TVMScript It's a way for us to Python The way to represent tensor programs in the form of abstract syntax trees . Notice that this code does not actually correspond to a Python Program , Instead, it corresponds to a tensor program in the compilation process of machine learning .TVMScript The language of is designed to communicate with Python Corresponding to grammar , And in Python On the basis of grammar, additional structure is added to help program analysis and transformation .

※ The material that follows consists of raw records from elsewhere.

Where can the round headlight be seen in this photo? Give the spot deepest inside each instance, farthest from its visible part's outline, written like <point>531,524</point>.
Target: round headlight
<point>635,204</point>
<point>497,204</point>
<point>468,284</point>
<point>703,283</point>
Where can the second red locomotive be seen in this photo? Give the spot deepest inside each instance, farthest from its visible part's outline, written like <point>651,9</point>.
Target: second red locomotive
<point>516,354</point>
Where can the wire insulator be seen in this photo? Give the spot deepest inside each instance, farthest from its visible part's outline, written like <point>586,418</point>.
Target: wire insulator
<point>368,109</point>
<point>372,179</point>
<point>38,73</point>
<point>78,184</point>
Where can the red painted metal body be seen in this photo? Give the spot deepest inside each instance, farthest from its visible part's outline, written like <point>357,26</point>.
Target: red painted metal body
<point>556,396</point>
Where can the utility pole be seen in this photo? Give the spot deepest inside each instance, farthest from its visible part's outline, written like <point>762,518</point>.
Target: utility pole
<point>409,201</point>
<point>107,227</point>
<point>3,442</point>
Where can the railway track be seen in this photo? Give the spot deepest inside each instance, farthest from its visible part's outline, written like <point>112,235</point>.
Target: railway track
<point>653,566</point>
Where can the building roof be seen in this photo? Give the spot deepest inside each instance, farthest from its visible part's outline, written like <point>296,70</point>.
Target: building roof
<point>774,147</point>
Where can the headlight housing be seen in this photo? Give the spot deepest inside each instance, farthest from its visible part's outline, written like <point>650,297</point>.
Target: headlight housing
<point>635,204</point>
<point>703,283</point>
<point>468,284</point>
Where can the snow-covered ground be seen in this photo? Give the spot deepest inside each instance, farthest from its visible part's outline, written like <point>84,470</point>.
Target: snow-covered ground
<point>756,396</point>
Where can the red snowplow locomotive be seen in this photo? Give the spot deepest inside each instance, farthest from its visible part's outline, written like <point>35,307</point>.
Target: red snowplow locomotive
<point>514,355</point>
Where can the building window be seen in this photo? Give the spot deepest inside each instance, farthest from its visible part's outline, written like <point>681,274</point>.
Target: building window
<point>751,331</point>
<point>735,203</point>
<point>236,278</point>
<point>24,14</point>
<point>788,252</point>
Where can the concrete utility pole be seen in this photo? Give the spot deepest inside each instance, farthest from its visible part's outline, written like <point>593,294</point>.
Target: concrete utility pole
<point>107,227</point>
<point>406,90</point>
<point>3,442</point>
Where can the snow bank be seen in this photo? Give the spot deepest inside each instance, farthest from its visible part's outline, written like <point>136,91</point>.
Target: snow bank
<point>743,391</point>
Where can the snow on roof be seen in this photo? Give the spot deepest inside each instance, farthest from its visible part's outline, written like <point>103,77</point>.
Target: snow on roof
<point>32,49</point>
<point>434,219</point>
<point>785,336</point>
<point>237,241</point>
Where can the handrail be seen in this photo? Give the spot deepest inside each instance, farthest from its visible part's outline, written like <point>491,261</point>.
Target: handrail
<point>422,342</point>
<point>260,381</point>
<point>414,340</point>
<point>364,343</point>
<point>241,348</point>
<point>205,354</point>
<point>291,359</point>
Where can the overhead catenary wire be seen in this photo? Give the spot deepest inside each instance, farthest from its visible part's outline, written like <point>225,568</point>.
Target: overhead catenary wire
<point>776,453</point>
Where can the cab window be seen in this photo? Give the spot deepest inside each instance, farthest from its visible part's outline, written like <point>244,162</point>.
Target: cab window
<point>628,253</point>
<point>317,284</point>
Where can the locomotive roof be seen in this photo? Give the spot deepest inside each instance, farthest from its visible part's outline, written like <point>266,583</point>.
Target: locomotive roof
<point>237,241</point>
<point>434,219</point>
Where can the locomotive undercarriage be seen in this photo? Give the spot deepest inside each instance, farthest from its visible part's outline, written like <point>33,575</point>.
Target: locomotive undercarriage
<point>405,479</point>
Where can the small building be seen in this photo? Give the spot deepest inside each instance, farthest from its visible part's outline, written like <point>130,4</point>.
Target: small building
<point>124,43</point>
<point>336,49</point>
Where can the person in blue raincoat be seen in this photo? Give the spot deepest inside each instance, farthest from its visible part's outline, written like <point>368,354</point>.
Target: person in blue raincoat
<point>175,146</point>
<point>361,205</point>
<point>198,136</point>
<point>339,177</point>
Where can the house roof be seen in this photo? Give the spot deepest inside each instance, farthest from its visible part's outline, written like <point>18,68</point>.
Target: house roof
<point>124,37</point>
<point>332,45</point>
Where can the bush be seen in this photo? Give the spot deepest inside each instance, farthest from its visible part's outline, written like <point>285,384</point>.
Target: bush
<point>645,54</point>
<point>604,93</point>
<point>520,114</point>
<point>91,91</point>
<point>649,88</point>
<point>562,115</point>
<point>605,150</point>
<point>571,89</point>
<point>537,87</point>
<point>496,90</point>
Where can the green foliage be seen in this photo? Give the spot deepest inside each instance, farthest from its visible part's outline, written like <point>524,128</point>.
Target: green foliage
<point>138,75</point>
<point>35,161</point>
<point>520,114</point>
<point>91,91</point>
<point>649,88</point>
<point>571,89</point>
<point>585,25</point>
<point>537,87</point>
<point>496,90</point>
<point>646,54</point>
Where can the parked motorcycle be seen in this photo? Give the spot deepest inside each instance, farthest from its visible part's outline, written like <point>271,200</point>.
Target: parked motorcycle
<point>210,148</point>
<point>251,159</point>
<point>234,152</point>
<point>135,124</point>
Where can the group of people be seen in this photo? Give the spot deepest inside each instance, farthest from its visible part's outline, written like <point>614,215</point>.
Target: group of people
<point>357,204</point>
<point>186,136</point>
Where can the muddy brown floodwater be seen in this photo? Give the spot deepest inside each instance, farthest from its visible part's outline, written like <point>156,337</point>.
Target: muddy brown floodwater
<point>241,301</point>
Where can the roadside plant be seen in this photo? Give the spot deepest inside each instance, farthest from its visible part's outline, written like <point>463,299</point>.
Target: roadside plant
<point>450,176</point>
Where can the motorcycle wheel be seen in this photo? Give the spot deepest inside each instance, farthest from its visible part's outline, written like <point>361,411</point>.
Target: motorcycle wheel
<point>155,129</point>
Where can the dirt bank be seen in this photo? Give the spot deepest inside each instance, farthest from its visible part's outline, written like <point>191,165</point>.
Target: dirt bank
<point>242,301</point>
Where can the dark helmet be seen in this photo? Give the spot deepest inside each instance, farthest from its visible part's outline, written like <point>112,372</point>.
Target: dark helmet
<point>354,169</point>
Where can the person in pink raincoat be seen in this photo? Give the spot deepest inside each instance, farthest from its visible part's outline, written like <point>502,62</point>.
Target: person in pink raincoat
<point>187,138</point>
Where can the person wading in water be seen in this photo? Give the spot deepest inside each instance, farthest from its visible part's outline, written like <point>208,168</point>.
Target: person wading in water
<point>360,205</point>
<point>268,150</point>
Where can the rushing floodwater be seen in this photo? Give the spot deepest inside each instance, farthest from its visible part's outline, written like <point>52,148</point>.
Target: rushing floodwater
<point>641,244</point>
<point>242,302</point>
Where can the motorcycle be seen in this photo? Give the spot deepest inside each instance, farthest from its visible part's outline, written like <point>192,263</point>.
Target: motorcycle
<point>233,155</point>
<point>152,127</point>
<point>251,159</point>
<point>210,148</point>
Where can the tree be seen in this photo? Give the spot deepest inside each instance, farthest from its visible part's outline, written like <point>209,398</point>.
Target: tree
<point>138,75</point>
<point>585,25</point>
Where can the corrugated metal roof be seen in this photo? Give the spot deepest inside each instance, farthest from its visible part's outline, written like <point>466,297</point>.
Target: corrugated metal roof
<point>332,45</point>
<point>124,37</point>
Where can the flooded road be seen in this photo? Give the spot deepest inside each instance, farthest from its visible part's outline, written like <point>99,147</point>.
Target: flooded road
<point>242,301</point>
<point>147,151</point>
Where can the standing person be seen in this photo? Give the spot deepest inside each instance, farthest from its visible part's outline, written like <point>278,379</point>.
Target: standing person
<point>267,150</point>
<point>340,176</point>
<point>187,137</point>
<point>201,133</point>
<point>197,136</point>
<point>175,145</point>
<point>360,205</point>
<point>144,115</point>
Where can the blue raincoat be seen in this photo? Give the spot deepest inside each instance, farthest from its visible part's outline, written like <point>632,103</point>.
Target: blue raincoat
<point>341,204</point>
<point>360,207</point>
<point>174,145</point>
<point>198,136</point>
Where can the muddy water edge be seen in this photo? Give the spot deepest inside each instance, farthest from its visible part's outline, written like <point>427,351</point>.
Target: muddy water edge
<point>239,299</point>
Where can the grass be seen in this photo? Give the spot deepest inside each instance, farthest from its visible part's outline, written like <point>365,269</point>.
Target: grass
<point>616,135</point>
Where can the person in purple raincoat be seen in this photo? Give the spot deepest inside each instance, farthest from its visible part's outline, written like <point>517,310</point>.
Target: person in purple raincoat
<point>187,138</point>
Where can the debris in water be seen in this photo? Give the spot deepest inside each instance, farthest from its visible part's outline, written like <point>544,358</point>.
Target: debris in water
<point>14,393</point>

print(type(MyModule)) # tvm.ir.module.IRModule

MyModule yes IRModule An example of a data structure , yes A set of tensor functions .

We can go through script Function to get this IRModule Of TVMScript Express . This function is useful for checking between step-by-step program transformations IRModule Very helpful for .

print(MyModule.script())

@tvm.script.ir_module
class Module:
    @tir.prim_func
    def func(A: tir.Buffer[128, "float32"], B: tir.Buffer[128, "float32"], C: tir.Buffer[128, "float32"]) -> None:
        # function attr dict
        tir.func_attr({
    "global_symbol": "main", "tir.noalias": True})
        # body
        # with tir.block("root")
        for i in tir.serial(128):
            with tir.block("C"):
                vi = tir.axis.spatial(128, i)
                tir.reads(A[vi], B[vi])
                tir.writes(C[vi])
                C[vi] = A[vi] + B[vi]

4.3 Compile and run

Use build The function will have a IRModule Into executable functions , among llvm Express CPU As a hardware execution environment .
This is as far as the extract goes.